- Official release poster
- Directed by: Devang Shashin Bhavsar
- Written by: Story & Screenplay:; Devang Shashin Bhavsar; Dialogues:; Abbas Dalal; Hussain Dalal;
- Produced by: Jyoti Deshpande; Niraj Kothari;
- Starring: Vikrant Massey; Mouni Roy; Ruhani Sharma; Sunil Grover; Jisshu Sengupta;
- Cinematography: Anubhav Bansal
- Edited by: Unnikrishnan Payoor Parameswaran
- Music by: Songs: Vishal Mishra Background Score: John Stewart Eduri
- Production companies: 11:11 Productions Jio Studios
- Distributed by: JioCinema
- Release date: 7 June 2024;
- Running time: 116 minutes
- Country: India
- Language: Hindi

= Blackout (2024 film) =

2024 Indian film by Devang Shashin Bhavsar

Blackout is a 2024 Hindi-language comedy thriller film directed by Devang Shashin Bhavsar and produced by Jyoti Deshpande and Niraj Kothari. It stars Vikrant Massey, Ruhani Sharma, Sunil Grover, Mouni Roy, Jisshu Sengupta, Anant Vijay Joshi, Prasad Oak, Kelly Dorji and others. The film was released on 7 June 2024 on JioCinema, to mixed reviews from critics.

== Cast ==
- Vikrant Massey as Lenny D’Souza
- Sunil Grover as Bewdya / Asgar Don
- Mouni Roy as Shruti Mehra / Pinky
- Jisshu Sengupta as Detective Arvind Dasgupta
- Karan Sudhakar Sonawane as Thik
- Saurabh Dilip Ghadge as Thak
- Ruhani Sharma as Roshni D’Souza
- Anant Vijay Joshi as Ravi
- Prasad Oak as Inspector Patil
- Chhaya Raghunath Kadam as MLA Anita Naik
- Sooraj Pops as Mugil Anna
- Kelly Dorjee as Mr. X / Sharpshooter
- Anil Kapoor as Narrator
- Bhuvan Arora as Max
- Manas Parekh As Watchman

==Music==
The soundtrack is composed and written by Vishal Mishra. The Background Score is composed by John Stewart Eduri.

Track listing
| No. | Title | Singer(s) | Length |
|---|---|---|---|
| 1. | "Chitralekha" | Vishal Mishra | 2:52 |
| 2. | "Kya Hua" | Vishal Mishra | 4:35 |
| 3. | "Chor" | Vishal Mishra, Suraj Jagan | 3:21 |
| Total length: |  |  | 09:28 |

== Release ==
The film was released on 7 June 2024 on OTT platform JioCinema.

== Reception ==
Reviewing for NDTV, Saibal Chatterjee rated the film 1 star and opined, "The film is so ham-fisted that it takes no more than ten minutes to give itself away."

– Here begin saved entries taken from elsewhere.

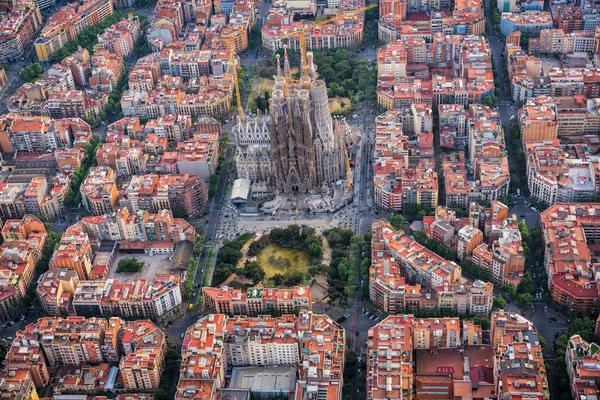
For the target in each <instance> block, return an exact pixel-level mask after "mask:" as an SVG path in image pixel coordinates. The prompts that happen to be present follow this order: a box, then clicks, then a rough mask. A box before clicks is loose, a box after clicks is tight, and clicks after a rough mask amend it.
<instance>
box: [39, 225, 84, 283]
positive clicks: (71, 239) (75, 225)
mask: <svg viewBox="0 0 600 400" xmlns="http://www.w3.org/2000/svg"><path fill="white" fill-rule="evenodd" d="M49 268H50V270H52V269H73V270H75V271H77V276H78V278H79V280H86V279H89V276H90V272H91V269H92V242H91V241H90V237H89V236H88V234H87V233H86V232H85V230H84V225H83V223H82V222H78V223H76V224H75V225H71V226H70V227H68V228H67V230H66V231H65V233H63V236H62V238H61V239H60V243H59V245H58V248H57V249H56V250H55V251H54V254H52V258H51V259H50V263H49Z"/></svg>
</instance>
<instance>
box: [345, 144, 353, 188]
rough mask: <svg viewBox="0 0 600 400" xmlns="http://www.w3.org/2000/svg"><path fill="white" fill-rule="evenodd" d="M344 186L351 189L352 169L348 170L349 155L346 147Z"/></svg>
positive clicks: (349, 156) (349, 165)
mask: <svg viewBox="0 0 600 400" xmlns="http://www.w3.org/2000/svg"><path fill="white" fill-rule="evenodd" d="M346 175H347V176H346V188H348V190H352V170H350V155H349V154H348V149H346Z"/></svg>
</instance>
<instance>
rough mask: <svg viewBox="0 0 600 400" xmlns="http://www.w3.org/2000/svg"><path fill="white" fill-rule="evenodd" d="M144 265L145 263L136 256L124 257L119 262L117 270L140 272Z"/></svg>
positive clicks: (117, 267) (118, 263) (117, 270)
mask: <svg viewBox="0 0 600 400" xmlns="http://www.w3.org/2000/svg"><path fill="white" fill-rule="evenodd" d="M143 267H144V263H143V262H139V261H137V260H136V259H135V258H123V259H122V260H120V261H119V263H118V264H117V272H140V271H141V270H142V268H143Z"/></svg>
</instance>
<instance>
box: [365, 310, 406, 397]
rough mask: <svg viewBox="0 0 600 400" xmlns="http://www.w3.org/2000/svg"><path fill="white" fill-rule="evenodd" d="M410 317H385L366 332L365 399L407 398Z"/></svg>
mask: <svg viewBox="0 0 600 400" xmlns="http://www.w3.org/2000/svg"><path fill="white" fill-rule="evenodd" d="M413 325H414V316H412V315H406V314H405V315H394V316H389V317H387V318H386V319H384V320H383V321H381V322H380V323H379V324H377V325H375V326H374V327H372V328H371V329H369V333H368V338H367V346H368V358H367V399H384V398H389V399H399V400H404V399H410V398H411V395H412V390H413V373H414V370H413V357H412V354H413V343H412V327H413Z"/></svg>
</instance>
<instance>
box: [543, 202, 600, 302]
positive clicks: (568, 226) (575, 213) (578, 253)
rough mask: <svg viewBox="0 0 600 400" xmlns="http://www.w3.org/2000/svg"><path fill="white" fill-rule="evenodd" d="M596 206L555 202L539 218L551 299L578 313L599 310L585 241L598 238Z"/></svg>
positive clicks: (574, 203)
mask: <svg viewBox="0 0 600 400" xmlns="http://www.w3.org/2000/svg"><path fill="white" fill-rule="evenodd" d="M596 211H597V204H595V203H556V204H553V205H551V206H550V208H548V209H547V210H546V211H544V212H542V213H541V215H540V220H541V231H542V240H543V243H544V249H545V251H544V254H545V258H544V260H545V269H546V272H547V274H548V282H547V285H548V289H549V290H550V293H551V295H552V299H553V300H554V301H555V302H556V303H558V304H560V305H561V306H562V307H565V308H566V309H568V310H571V311H573V312H577V313H584V312H590V313H594V312H596V310H598V309H599V295H598V290H597V281H596V279H595V277H594V274H593V273H592V271H593V266H592V265H593V261H592V255H591V250H590V249H589V247H588V244H587V241H589V240H595V239H596V238H597V237H598V232H600V230H598V228H597V225H598V224H597V222H596Z"/></svg>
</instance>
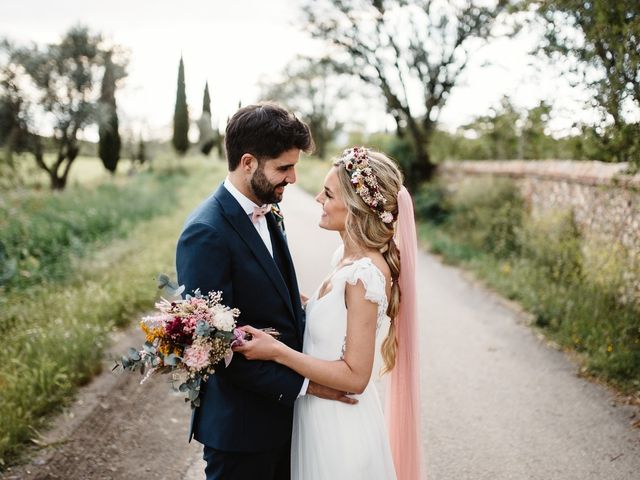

Shubhra Gupta of The Indian Express rated 0.5 stars and wrote "It makes you wonder if anyone involved in this enterprise knows anything from anything: a premise also needs execution."

Sukanya Verma of Rediff.com rated the film 2 stars and opined "That Blackout isn't done with its introductions until interval point tells how chaotic the storytelling is. Truly though it's the lack of wit and bonhomie that puts a spoke in its wheel."

Mahpara Kabir of ABP News rated 3.5 stars out of 5 and wrote "The most compelling aspect of the film is its constant unpredictability, which entertains and keeps the audience hooked until the very end."

Monika Rawal Kukreja of Hindustan Times stated "You’d overlook the poor execution if this bunch entertained, they don’t. Sadly, nothing works in the film's favour."

Sana Farzeen for India Today rated 2 stars and stated "The film only manages to tickle the funny bone towards the last 10 minutes when all loose ends are tied."

Simran Khan for Times Now rated 3 stars and wrote "The dialogues are funny enough to make you laugh, but the twists are so obvious that you're never on the edge of your seat, which is crucial for a crime thriller."

Ganesh Aaglave for Firstpost rated 3 stars and wrote "Vikrant Massey acts well as Lenny but the show stealer is Sunil Grover as Bewdya aka Asghar Bhai. Mouni and Jisshu Sengupta have done what was expected of them."

Nandini Ramnath of Scroll.in stated "The 122-minute film is set over a single night that seems like several compressed nights."